Re: [PATCH 1/2] SVE intrinsics: Fold constant operands for svdiv

Richard Sandiford Mon, 19 Aug 2024 08:04:54 -0700

Kyrylo Tkachov <ktkac...@nvidia.com> writes:
> Hi Richard,
>
>> On 19 Aug 2024, at 14:57, Richard Sandiford <richard.sandif...@arm.com> 
>> wrote:
>> 
>> External email: Use caution opening links or attachments
>> 
>> 
>> Jennifer Schmitz <jschm...@nvidia.com> writes:
>>> This patch implements constant folding for svdiv. A new gimple_folder
>>> method was added that uses const_binop to fold binary operations using a
>>> given tree_code. For svdiv, this method is used to fold constant
>>> operands.
>>> Additionally, if at least one of the operands is a zero vector, svdiv is
>>> folded to a zero vector (in case of ptrue, _x, or _z).
>>> Tests were added to check the produced assembly for different
>>> predicates and signed and unsigned integers.
>>> Currently, constant folding is only implemented for integers and binary
>>> operations, but extending it to float types and other operations is
>>> planned for a future follow-up.
>>> 
>>> The patch was bootstrapped and regtested on aarch64-linux-gnu, no 
>>> regression.
>>> OK for mainline?
>>> 
>>> Signed-off-by: Jennifer Schmitz <jschm...@nvidia.com>
>>> 
>>> gcc/
>>> 
>>>      * config/aarch64/aarch64-sve-builtins-base.cc
>>>      (svdiv_impl::fold): Add constant folding.
>>>      * config/aarch64/aarch64-sve-builtins.cc
>>>      (gimple_folder::const_fold): New method.
>>>      * config/aarch64/aarch64-sve-builtins.h
>>>      (gimple_folder::const_fold): Add function declaration.
>>> 
>>> gcc/testsuite/
>>> 
>>>      * gcc.target/aarch64/sve/const_fold_div_1.c: New test.
>>>      * gcc.target/aarch64/sve/const_fold_div_zero.c: Likewise.
>>> 
>>> From 79355d876503558f661b46ebbeaa11c74ce176cb Mon Sep 17 00:00:00 2001
>>> From: Jennifer Schmitz <jschm...@nvidia.com>
>>> Date: Thu, 15 Aug 2024 05:42:06 -0700
>>> Subject: [PATCH 1/2] SVE intrinsics: Fold constant operands for svdiv
>>> 
>>> This patch implements constant folding for svdiv.
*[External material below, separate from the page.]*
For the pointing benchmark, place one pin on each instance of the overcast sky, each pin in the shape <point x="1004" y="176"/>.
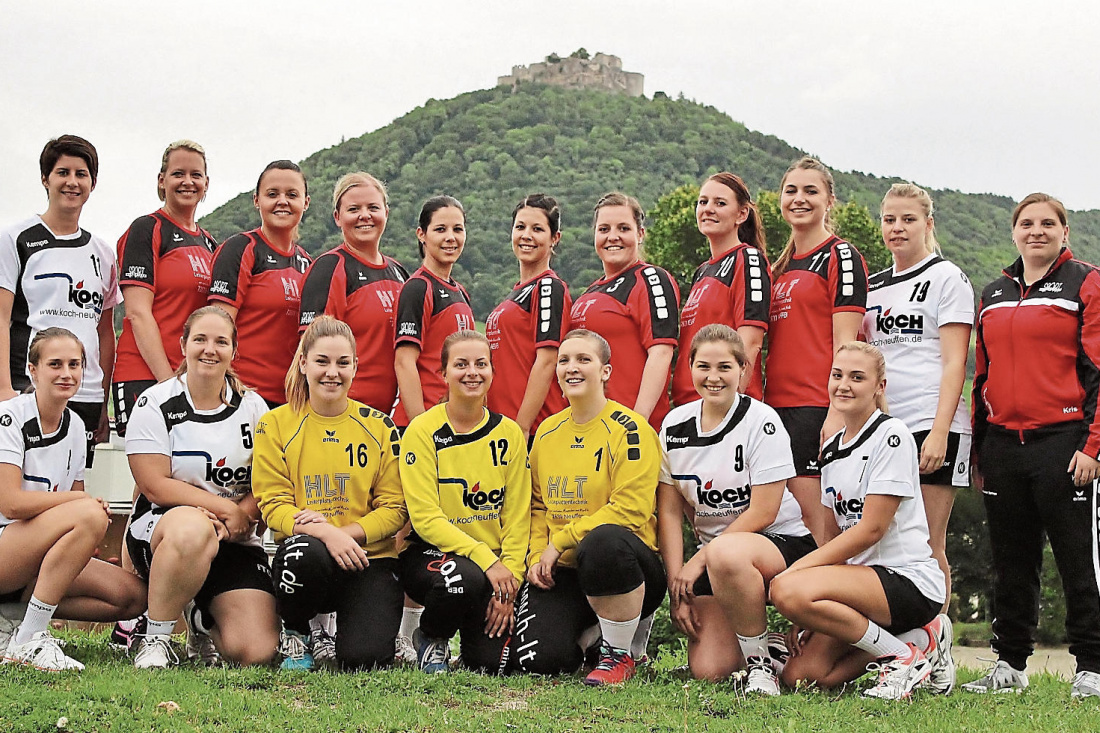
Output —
<point x="998" y="97"/>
A new gimple_folder
>>> method was added that uses const_binop to fold binary operations using a
>>> given tree_code. For svdiv, this method is used to fold constant
>>> operands.
>>> Additionally, if at least one of the operands is a zero vector, svdiv is
>>> folded to a zero vector (in case of ptrue, _x, or _z).
>>> Tests were added to check the produced assembly for different
>>> predicates and signed and unsigned integers.
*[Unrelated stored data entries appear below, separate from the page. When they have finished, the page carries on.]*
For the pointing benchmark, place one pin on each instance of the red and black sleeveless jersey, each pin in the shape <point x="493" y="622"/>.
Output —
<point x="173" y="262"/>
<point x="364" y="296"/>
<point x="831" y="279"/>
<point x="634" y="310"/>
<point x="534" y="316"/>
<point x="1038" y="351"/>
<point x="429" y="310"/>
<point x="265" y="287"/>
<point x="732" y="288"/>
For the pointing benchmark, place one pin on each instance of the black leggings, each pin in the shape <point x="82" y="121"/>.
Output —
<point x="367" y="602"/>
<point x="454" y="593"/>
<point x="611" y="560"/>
>>> Currently, constant folding is only implemented for integers and binary
>>> operations, but extending it to float types and other operations is
>>> planned for a future follow-up.
>>> 
>>> The patch was bootstrapped and regtested on aarch64-linux-gnu, no 
>>> regression.
>>> OK for mainline?
>>> 
>>> Signed-off-by: Jennifer Schmitz <jschm...@nvidia.com>
>>> 
>>> gcc/
>>> 
>>>      * config/aarch64/aarch64-sve-builtins-base.cc
>>>      (svdiv_impl::fold): Add constant folding.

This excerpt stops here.